You’ve seen the pattern a hundred times.
A group of highly intelligent, well-intentioned experts sits down and designs the perfect detailed plan for education, housing, healthcare, or the entire economy.
They have data. They have models. They have authority.
Then reality refuses to cooperate.
The reason is simple but devastating: The knowledge needed to coordinate a complex modern society is not concentrated in any room or committee.
It exists as millions of small, local, and often unspoken pieces of information held by ordinary people (knowledge of specific circumstances, changing conditions, and personal trade-offs that no central authority can ever fully collect or process).
This is where centralized planning runs into its hard limit.
That said, not all centralization is the same.

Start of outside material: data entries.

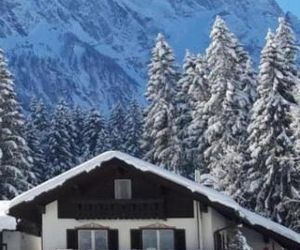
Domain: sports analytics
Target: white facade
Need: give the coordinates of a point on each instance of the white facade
(15, 240)
(199, 231)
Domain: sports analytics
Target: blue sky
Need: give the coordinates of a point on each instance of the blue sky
(290, 5)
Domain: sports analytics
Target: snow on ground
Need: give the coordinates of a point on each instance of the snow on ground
(212, 195)
(6, 222)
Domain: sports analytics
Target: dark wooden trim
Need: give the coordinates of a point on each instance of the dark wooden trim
(136, 240)
(30, 210)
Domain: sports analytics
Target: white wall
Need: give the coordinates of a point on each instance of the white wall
(21, 241)
(54, 229)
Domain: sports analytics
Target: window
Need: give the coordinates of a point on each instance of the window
(92, 239)
(162, 239)
(123, 189)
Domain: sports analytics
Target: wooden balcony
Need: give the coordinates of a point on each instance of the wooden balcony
(120, 209)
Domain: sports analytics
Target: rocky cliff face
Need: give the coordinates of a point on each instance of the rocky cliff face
(95, 53)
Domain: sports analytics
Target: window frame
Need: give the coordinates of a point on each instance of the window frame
(118, 196)
(93, 241)
(158, 236)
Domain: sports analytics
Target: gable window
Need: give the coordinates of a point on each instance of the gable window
(158, 239)
(123, 189)
(92, 239)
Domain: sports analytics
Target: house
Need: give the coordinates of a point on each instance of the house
(116, 201)
(11, 237)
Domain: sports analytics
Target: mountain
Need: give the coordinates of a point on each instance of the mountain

In domains with clear, singular objectives and where rapid unified action is essential s(uch as national defense) a strong central authority can be highly effective.
The state can set the overall mission, incentives, structure, and rules of engagement.
The military itself is a classic example of successful centralized command paired with decentralized execution on the ground.
The knowledge problem bites hardest when the state tries to do the same thing in areas where goals are diverse, knowledge is widely dispersed, and constant adaptation is required (precisely the domains of economic production, innovation, and everyday resource allocation).
In those areas, the state is usually far better at setting the broad rules and incentives than at trying to direct outcomes from the center.
The fatal mistake is assuming that because central direction works in some domains, it can be scaled to run society itself.